1. Pedro Gonzalez says

    If the Euro breaks the bonds from the perifery hold by the ECB should/will not be paid by the perifery countries. This will no be any problem, besides moral hazard. The money used by the ECB to pay for those bonds was created from thin air and nothing really serious will happen if those debts are not paid. I would not worry about inflation.
    The same with the debts owed to the German Central Bank.
    Futher more, if a German bank is not paid by the Spanish sovereign on a bond, the German Central Bank could create money to pay the german bank. Again nothing bad would happen. No inflation, etc., only moral hazard, but who cares about moral hazard?

  2. David_Lazarus says

    Using the Spaniard depositing in Germany as an example. Now if there is a credible risk of such restrictions being imposed on the Spaniard. What would there likely reaction be? They could simply exit the German financial system, creating a run on German banks. This could be as silent as the run on peripheral nations banks that the ECB is trying to plug now. It would not be contained to Spanish investors in German banks. If any other holder of euros was concerned that they too would have to suffer such losses then they would also withdraw as much as possible from German banks.

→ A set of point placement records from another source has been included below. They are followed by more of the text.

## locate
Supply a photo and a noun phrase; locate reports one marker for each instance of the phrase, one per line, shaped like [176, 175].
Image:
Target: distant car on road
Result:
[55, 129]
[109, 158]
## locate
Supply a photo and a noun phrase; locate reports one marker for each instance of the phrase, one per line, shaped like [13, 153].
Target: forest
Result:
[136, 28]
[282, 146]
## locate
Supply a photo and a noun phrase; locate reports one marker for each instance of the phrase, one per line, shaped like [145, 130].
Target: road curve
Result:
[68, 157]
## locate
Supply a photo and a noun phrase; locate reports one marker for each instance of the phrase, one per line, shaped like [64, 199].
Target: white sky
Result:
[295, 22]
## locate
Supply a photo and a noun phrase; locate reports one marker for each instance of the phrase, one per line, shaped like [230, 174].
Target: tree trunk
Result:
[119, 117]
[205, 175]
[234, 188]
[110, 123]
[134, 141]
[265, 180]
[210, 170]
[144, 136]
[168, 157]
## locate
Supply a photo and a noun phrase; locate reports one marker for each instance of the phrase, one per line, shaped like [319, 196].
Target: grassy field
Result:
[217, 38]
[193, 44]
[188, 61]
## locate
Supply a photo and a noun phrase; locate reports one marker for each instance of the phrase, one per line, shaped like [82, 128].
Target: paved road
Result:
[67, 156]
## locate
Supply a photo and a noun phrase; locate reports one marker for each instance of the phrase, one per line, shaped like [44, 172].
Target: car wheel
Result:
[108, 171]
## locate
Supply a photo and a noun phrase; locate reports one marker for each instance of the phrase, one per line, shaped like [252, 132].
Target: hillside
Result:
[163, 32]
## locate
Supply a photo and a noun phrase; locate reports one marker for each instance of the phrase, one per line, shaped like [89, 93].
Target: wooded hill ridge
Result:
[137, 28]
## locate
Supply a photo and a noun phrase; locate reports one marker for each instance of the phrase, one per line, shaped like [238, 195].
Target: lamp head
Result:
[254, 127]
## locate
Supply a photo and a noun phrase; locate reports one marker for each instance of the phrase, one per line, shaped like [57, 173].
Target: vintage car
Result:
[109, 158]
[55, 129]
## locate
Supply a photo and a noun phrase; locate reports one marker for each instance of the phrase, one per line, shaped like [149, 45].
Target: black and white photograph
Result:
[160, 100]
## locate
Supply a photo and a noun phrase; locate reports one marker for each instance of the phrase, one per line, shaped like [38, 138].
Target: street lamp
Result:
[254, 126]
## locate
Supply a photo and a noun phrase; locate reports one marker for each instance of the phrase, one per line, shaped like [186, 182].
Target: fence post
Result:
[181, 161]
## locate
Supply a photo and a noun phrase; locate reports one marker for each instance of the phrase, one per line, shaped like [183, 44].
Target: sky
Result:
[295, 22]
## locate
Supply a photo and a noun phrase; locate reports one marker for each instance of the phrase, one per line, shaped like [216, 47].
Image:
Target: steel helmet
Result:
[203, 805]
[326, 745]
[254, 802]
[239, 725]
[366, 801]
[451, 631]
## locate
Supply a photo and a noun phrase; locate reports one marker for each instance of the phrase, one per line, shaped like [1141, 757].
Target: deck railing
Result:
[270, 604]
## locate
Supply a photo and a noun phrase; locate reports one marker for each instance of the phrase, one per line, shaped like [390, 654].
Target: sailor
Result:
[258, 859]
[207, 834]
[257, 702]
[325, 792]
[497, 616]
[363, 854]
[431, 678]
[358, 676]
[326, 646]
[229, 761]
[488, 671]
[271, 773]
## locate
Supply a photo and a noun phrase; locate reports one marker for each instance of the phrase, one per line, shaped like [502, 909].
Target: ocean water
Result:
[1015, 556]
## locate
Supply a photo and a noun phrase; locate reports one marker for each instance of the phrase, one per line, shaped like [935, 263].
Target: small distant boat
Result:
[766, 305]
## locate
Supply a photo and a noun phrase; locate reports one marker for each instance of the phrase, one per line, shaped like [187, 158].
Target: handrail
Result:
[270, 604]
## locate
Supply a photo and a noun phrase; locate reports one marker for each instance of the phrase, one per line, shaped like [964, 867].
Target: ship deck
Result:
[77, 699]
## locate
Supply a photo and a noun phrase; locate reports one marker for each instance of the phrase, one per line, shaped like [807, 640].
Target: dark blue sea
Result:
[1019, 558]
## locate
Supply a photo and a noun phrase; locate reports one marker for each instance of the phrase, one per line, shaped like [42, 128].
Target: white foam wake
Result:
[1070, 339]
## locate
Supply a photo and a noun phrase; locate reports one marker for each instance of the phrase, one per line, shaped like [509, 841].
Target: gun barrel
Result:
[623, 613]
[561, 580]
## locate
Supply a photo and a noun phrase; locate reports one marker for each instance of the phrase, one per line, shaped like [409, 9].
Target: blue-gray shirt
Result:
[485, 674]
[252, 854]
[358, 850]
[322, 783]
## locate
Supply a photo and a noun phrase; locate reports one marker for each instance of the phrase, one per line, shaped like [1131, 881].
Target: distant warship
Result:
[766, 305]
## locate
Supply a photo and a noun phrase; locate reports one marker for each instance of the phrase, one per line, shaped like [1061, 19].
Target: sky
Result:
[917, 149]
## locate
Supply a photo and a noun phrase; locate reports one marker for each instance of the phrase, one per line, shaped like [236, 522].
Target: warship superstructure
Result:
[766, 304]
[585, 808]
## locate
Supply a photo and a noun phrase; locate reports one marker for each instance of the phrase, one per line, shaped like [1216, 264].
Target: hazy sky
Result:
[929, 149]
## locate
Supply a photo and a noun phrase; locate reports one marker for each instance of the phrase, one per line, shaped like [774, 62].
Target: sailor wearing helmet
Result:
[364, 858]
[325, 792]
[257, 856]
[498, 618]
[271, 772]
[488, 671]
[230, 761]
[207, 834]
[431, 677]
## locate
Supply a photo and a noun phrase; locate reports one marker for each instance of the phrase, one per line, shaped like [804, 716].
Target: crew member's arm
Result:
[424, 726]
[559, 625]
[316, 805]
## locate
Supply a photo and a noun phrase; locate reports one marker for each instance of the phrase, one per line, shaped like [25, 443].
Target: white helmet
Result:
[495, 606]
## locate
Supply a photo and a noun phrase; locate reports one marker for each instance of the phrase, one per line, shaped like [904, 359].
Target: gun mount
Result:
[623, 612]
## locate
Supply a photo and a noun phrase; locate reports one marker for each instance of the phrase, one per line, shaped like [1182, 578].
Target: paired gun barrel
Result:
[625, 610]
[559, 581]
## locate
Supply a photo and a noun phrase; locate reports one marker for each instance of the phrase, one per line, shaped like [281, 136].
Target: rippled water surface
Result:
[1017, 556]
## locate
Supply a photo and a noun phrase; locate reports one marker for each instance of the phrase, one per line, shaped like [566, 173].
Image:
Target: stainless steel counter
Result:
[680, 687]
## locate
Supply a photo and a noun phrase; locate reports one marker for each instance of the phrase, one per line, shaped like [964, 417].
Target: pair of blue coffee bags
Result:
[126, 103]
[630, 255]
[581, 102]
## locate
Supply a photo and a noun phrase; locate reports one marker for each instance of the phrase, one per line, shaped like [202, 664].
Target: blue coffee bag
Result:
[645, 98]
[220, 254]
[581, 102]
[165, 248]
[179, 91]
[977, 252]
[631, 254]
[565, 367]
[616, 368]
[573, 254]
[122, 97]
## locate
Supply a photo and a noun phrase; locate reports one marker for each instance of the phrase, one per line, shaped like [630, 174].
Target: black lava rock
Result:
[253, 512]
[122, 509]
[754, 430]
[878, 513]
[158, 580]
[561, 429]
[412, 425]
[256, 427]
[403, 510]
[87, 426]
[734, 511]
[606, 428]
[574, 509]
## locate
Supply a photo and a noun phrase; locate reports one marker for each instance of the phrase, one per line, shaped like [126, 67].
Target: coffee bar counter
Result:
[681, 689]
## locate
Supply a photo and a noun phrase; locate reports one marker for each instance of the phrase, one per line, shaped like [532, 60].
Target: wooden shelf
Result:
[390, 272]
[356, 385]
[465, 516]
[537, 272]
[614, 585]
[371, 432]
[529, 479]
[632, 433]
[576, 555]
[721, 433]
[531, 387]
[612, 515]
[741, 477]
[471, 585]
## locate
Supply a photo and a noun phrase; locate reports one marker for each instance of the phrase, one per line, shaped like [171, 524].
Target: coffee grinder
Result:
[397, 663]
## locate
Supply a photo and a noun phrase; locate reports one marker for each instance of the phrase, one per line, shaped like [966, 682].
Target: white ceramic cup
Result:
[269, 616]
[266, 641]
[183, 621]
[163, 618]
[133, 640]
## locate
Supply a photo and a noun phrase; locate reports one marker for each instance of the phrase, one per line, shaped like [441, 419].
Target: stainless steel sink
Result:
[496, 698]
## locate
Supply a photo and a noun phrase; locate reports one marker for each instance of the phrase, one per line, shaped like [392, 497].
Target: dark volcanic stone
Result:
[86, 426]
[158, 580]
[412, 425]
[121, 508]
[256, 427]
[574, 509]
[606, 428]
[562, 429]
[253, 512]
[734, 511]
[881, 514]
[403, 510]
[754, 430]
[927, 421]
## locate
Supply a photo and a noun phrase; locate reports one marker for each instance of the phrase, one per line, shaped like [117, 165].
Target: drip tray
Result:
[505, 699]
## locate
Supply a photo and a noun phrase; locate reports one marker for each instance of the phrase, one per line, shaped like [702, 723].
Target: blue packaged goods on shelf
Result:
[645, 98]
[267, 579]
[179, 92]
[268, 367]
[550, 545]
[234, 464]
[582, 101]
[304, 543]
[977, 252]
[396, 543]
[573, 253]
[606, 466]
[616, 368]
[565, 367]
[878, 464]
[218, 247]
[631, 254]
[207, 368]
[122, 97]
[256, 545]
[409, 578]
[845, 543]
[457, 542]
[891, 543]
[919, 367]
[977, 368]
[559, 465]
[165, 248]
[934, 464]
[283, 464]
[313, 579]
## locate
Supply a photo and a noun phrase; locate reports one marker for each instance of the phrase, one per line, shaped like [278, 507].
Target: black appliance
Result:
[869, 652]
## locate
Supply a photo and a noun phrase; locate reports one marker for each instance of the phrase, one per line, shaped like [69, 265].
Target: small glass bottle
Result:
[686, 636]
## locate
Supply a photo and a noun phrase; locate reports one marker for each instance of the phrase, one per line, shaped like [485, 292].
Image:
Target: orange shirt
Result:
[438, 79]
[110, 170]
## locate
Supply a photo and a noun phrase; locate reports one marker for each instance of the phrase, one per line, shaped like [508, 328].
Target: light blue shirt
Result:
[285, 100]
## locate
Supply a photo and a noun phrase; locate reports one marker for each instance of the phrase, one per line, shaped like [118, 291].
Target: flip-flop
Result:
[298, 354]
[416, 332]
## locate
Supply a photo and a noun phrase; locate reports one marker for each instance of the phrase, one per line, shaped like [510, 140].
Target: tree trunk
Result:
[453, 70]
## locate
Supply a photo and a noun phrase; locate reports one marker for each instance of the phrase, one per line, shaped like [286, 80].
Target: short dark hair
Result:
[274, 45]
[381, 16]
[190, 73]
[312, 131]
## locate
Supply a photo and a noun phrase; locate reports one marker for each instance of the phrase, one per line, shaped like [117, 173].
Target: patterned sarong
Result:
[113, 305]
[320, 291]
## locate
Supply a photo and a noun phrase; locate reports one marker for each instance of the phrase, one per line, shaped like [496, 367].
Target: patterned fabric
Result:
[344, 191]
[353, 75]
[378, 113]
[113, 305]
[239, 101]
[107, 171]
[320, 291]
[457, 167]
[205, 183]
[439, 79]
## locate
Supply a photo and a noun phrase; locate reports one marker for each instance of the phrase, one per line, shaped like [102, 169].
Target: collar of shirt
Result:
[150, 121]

    The ultimate problem is that the assets outside Germany will be substantially devalued in a euro break up and that will crystallise losses for the German banks. If there is a break up it could start with Greece, who would have to default in full as the debts would be odious. The losses from Greece would be manageable and may have already been accounted for. If Greece goes on to recover quickly outside the euro, then it could rapidly cause the other weaker periphery nations to exit as well. Spain and Italy might be willing to stay longer because they could get more support but the ECB probably lacks the firepower to bail out both Spain and Italy. It might be the ripples of losses that nature that seriously hurts French banks. That will in turn, will lead to massive losses in German banks, who are big lenders to French banks. If the euro is not saved then the banks will go up in the flames. Though the costs to europe’s tax payers will be excessive. If however the banks are allowed to collapse then yes there will be a temporary crisis, but asset prices will fall to sustainable levels. There will be huge numbers of bankruptcies but with lower asset prices new businesses will find it even easier to start up. What we have now is a slow and steady drain to bail out banks with no prospect of recovery for the rest of the economy.

  3. Roger Marti says

    What happens to the deposits of banks or also other national banks at the bundesbank?

    1. David_Lazarus says

      They should be safe but if a bank were insolvent then the Bundesbank might use the banks reserves at the Bundesbank to make good any depositor. It will be the shareholders and then bondholders who would have to suffer losses. Though considering the appalling banking practice around the western world I suspect that the Bundesbank will bail out the bank to avoid nationalising it and to “ease its return to the market” by maintaining a share value. Pretty much in the same way that the UK government has done with Lloyds TSB and RBS, two banks that it had to nationalise in part. So while it owns the banks with majority stakes they refuse to use those stakes to implement shareholder lead change.

  4. francis says

    Your article assumed that Germany is converting back to the mark. A more realistic assumption is Greece leaving the Euro and going back to the Drachma but Germany (and all other EU members) keeping the Euro. In this case Germany would have TARGET2 losses.

    1. David_Lazarus says

      At this stage the euro will stay together. No one wants to leave. Not even the Greeks want to exit the euro. The problem is that the choice for Greece can only mean exit eventually, without a default. When you make debts impossible to default on you create unintended events. Greece is now far more likely to revolt that will increase the flight of capital from the rest of the periphery. This will damage even further the stability of the euro.

      If the Germans were to exit then the problem is that the euro would probably have a substantial devaluation, which would make the debt burden even higher and so less sustainable. It will crystallise huge losses in German banks. Since all these bailouts have been undercover bailouts of German banks that will mean that they will collapse creating problems for the German government who have made loans to bail out the periphery and the core banks.

      1. Francis says

        The latest Greek polls show that the anti Euro Syriza party is leading! But that’s beside the point. I would just like to have an acknowledgement from you that in the improbable case were Greece alone were to exit the Euro, and reintroduce the Drachma, Germany would have TARGET2 loses. Yes or No?